20120323

GPS ruling is "hard" on the FBI—and that's a feature, not a bug

By Timothy B. Lee

National Public Radio reports that the FBI is still complaining about January's Supreme Court ruling that installing a GPS tracking device on a suspect's car without the owner's knowledge requires a warrant under the Fourth Amendment. The FBI said last month that it was forced to turn 3000 GPS devices off when the Suprme Court handed down its decision.

Yet NPR's reporting suggests the situation wasn't actually as dire as earlier reporting had suggested. NPR reports that the FBI "scrambled to get search warrants for weeks before the decision, working to convince judges they had probable cause to believe crimes were taking place." NPR says the government "still had to turn off 250 devices that they couldn't turn back on." In other words, they may have turned off 3,000 devices the day the Supreme Court issued its ruling, but they turned about 2,750 of them back on soon afterwards.

In Congressional testimony last month, FBI Director Robert Meuller said the ruling "will inhibit our ability" to do GPS tracking "in a number of surveillances where it has been tremendously beneficial." Mueller said that in cases where they didn't have probable cause, the FBI is forced to deploy teams of six to eight people to track suspects the old-fashioned way.

"If you require probable cause for every technique, then you are making it very, very hard for law enforcement," an FBI lawyer told NPR.

Of course, that's kind of the point. Law enforcement's job would be a lot easier if we just did away with the Fourth Amendment and gave the police unfettered spying powers. But that would open the door to abuses of power, so the founders wisely limited government searches to cases where the government could demonstrate it had probable cause to believe that a crime had been committed.

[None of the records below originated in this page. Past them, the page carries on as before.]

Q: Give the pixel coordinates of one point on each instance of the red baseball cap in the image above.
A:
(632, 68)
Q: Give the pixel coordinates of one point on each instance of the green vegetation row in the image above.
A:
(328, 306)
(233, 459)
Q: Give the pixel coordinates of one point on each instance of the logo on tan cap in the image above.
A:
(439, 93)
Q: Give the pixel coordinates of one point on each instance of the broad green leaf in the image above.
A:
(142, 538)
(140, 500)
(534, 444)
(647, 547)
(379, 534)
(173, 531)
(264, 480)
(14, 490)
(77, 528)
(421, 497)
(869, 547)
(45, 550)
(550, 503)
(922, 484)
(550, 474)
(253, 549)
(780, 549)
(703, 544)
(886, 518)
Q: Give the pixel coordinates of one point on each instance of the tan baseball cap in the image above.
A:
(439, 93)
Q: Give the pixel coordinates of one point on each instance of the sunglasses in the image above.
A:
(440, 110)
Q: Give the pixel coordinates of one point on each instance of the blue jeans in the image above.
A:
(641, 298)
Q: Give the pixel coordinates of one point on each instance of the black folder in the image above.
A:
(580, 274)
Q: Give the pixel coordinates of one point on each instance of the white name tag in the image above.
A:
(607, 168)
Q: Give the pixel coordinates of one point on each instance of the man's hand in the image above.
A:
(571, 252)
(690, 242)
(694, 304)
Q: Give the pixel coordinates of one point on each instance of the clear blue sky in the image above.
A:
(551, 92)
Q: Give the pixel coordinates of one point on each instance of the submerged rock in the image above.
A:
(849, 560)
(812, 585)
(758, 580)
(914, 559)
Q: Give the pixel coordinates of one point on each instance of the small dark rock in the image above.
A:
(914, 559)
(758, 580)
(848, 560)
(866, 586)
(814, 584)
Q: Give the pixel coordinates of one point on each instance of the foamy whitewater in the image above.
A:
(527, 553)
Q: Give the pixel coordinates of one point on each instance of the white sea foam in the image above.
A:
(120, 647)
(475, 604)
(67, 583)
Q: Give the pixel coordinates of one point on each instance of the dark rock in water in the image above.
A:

The fact that the FBI was able to get a warrant for more than 90 percent of the GPS devices it had in the field suggests the warrant requirement isn't too onerous. And in rare cases where a judge refuses to issue a warrant for tracking that's essential to an investigation, the FBI has the option to deploy its own resources to track suspects with human agents. The high costs of this option ensures that the FBI will use it sparingly. But that's a feature, not a bug.